Even more importantly, I want to believe my desire for Pop Tarts is rational. I’ll go to great lengths to justify Pop Tarts for dinner.
For example, they do have some vitamins.
The sugar isn’t that bad for you.
Follow this train of logic long enough, and you can see how we almost came to classify ketchup as a vegetable.
It takes a lot of work to separate my desire for pastries from my sense of self. At least at first, it does. Pop Tarts won’t make me happier. I’m not a bad person for wanting Pop Parts, but I can’t have them.
That’s a difficult paradox to reconcile: It’s natural for me to want something that I shouldn’t have. Living with that tension is tough.
We hate cognitive dissonance
True intelligence means the ability to hold conflicting ideas in your mind at once. It allows us to see things from multiple perspectives. Doing that does create stress, or dissonance.
Tolerating cognitive dissonance has a direct impact on your ability to make smart choices. If you can entertain contradictory notions for long enough, then you can pull them apart and form your own opinions.
Sometimes, you can make intuitive decisions without much debate. Other times, you need to stop and reflect on evidence.
You have to listen to people you might not like.
Doing that is hard. For anyone. As a white girl from the lower middle class, it’s not easy for me to hear that I might have privileges other people don’t. But I can entertain that notion and realize, it’s true.
I’m able to separate my privilege from my sense of self. Acknowledging my privilege doesn’t mean I’m a bad person. It helps me become a better person.
The cure for stupidity
People who live in ignorance could engage their views and behaviors from an objective position. That means disconnecting their beliefs from their identities and looking at them from different angles.
Ancient philosophers called this practice dissoi logoi. More or less, the term literally means dissonant logics, or ideas.
Thinking itself requires us to put opposed ideas into play with each other, for the pursuit of truth — however subjective now. Socrates, Plato, and Aristotle co-opted this practice and rebranded it as dialectic. Same thing.
Either way, it’s something sadly missing in our current discourse. But when used well, it can work wonders.
Take my cousin, for example. He doubles down on his belief that coffee is safer on the dashboard now. Why?

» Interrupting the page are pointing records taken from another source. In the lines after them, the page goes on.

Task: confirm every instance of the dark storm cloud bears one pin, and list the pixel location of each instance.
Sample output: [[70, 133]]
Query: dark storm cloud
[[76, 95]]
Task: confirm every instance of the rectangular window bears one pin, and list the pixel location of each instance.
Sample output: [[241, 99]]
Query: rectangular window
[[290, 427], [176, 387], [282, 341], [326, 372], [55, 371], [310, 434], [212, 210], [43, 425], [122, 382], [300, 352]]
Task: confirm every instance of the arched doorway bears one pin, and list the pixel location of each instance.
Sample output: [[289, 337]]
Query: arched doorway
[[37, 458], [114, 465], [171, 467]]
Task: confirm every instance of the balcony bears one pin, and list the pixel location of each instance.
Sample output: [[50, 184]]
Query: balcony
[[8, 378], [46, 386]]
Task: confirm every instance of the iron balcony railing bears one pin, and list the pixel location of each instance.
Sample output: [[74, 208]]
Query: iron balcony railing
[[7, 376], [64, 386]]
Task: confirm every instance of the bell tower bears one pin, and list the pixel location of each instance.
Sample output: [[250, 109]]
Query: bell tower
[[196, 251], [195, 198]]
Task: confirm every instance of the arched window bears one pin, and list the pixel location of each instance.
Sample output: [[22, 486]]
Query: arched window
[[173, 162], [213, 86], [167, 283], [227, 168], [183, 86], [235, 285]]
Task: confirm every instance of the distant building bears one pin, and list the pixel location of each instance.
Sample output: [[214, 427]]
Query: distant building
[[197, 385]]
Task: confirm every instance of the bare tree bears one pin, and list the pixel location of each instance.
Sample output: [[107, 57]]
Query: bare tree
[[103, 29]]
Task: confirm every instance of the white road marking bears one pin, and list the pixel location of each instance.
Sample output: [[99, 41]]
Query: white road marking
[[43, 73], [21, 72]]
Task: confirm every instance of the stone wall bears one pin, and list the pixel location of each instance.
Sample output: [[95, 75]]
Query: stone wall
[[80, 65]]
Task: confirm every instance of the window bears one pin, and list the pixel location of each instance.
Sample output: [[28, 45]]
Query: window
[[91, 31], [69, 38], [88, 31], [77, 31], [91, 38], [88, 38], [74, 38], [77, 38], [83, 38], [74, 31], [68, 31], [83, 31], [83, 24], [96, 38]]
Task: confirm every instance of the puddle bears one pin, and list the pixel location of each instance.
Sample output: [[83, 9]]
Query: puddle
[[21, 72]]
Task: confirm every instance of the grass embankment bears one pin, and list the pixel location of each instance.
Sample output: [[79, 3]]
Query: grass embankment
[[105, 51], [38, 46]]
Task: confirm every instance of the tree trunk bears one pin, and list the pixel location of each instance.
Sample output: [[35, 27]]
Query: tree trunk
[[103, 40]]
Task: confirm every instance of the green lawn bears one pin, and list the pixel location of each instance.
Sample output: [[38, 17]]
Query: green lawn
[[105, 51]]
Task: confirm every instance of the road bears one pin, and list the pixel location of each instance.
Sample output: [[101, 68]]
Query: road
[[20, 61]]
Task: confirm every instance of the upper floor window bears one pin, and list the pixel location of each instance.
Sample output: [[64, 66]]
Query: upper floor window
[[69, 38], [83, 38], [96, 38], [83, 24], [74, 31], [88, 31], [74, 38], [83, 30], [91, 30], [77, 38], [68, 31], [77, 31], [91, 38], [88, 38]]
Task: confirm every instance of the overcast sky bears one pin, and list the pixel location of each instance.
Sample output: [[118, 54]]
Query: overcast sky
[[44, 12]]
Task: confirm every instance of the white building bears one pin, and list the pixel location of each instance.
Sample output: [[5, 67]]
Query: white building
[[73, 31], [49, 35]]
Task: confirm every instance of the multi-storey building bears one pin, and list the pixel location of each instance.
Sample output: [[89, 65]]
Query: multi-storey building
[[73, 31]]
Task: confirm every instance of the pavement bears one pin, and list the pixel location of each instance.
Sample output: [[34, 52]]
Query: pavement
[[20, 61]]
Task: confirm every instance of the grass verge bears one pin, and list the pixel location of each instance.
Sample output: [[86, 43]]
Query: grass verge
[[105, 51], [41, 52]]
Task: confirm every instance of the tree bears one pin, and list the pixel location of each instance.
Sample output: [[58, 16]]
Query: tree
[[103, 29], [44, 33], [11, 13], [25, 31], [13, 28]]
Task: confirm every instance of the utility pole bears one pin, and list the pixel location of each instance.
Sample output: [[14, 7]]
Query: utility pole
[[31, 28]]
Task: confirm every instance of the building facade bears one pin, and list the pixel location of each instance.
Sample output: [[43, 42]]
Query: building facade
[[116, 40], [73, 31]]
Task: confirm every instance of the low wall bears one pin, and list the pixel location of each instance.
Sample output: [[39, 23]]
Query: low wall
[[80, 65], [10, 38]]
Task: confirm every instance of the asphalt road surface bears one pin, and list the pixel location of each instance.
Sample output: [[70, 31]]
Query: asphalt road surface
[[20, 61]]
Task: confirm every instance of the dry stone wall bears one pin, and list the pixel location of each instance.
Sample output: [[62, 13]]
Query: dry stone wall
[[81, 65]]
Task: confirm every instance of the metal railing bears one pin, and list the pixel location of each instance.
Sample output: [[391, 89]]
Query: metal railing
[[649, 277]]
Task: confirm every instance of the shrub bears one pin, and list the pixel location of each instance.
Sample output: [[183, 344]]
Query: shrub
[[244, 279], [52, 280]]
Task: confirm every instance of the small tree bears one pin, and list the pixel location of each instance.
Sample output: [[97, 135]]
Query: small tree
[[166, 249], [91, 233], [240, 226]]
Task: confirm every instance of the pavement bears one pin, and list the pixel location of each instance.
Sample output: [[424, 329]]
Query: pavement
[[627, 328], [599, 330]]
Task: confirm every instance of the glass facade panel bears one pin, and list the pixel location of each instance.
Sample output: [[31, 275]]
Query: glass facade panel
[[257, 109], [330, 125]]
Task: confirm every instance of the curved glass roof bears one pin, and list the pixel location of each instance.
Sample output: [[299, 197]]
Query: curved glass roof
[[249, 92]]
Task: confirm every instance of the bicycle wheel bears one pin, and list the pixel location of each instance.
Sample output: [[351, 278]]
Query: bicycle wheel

Because he feels guilty about spilling a scalding hot beverage all over his wife. He can only see one way out. He says, “Trust me, it would’ve been a lot worse if we’d been using a cup holder.”
Uh, what?
To you and me, that sounds tragically stupid. But we’re not my cousin. We don’t have to come to terms with the difficult truth — that we believed something that was wrong, and it hurt someone we care about.
Let’s approach it from another angle. Maybe it was reasonable, somehow, for my cousin to initially think cup holders were dangerous.
That didn’t make him a bad person. And spilling coffee all over his wife doesn’t make him a bad husband. Or stupid.
It just made him wrong about this one thing.
Separating people and ideas
We’ve strayed a long way from the healthy practice of dissoi logoi. It doesn’t matter what political party you vote for. Today’s mantra is “all in.” We don’t entertain opposite sides anymore.
We think it’s our civic duty to protest the essence of people.
When you can’t separate someone from their ideas, then you’ve really given up hope of ever changing their minds.
And if we’ve given up on that, we’re in big trouble.
A meaningful life depends on the ability to disassociate yourself from your views and your ideology. You aren’t the sum of your political opinions, and changing your stance on one view doesn’t mean you’re going to become a vegan, skinny jean wearing socialist overnight.
Likewise, maybe we should stop trying to change people’s minds on every single issue.
Doing that does probably convey the idea that we think someone from a different political orientation is stupid. Imagine how you’d feel if one of your friends tried to change your hair, clothing, speech, and taste in movies all in one afternoon. Let’s slow down for a change. Let’s start small, like convincing someone to try using a cup holder.